Judge shuts down Motorola-Apple case before it starts
Apple's attempt to set a limit on RAND royalties backfires
Published: 7 November, 2012
READ MORE: North America | Apple | Motorola | Patents/IPR
We always wondered how a judge could side with Apple over actually limiting Motorola patent royalties, which are supposed to be RAND (reasonable and non-discriminatory). History shows that those words can mean very different things to different people and companies like Qualcomm have charged more than double the rates that Motorola has been asking of Apple, and been upheld in court.
To confirm Apple's case that Motorola was asking too much would have been to overturn the last 15 years of technology patent cases. So we weren't too surprised when a federal Judge in Madison, Wisconsin earlier this week threw out the Apple suit a day before a case was due to begin. Apple had claimed unreasonably high license fees for the use of essential wireless patents. The case was dismiss with prejudice, meaning only the Appeal court can look at this again, not another district court.
This is just one of many suits between the two to be judged on US soil, and may have some direct bearing on any appeals in multiple Apple vs Samsung cases, where Apple managed to get essential wireless patents valued at zero in court and by the ITC. Those decisions may well get overturned at appeal.

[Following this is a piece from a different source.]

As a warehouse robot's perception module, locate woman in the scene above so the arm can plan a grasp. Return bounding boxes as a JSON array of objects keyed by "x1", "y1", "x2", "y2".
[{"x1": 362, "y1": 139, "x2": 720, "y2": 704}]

Motorola wants to have 2.25% of the price of an Apple device in royalty, which uses its patents, and if Apple had been successful here it would have led to a position where patents which are "essential" to make a phone, were worth far less than some which are incidental software approaches which add features to the phone, which make up many of Apple's counter claims. There are many inventions, including some in Wireless, where a total patent portfolio commands over 5% of a device's value and multiple patent portfolios account for 20%.
The Judge, Barbara Crabb at the district court for the Western District of Wisconsin has not yet given a reason for dismissing the suit. Motorola says that it is happy with the decision and wants to reach an agreement with Apple, but without this decision, which could still be appealed, Motorola's entire patent holdings, and the main reason that Google bought the company, might have been valueless in preventing further suits from Apple.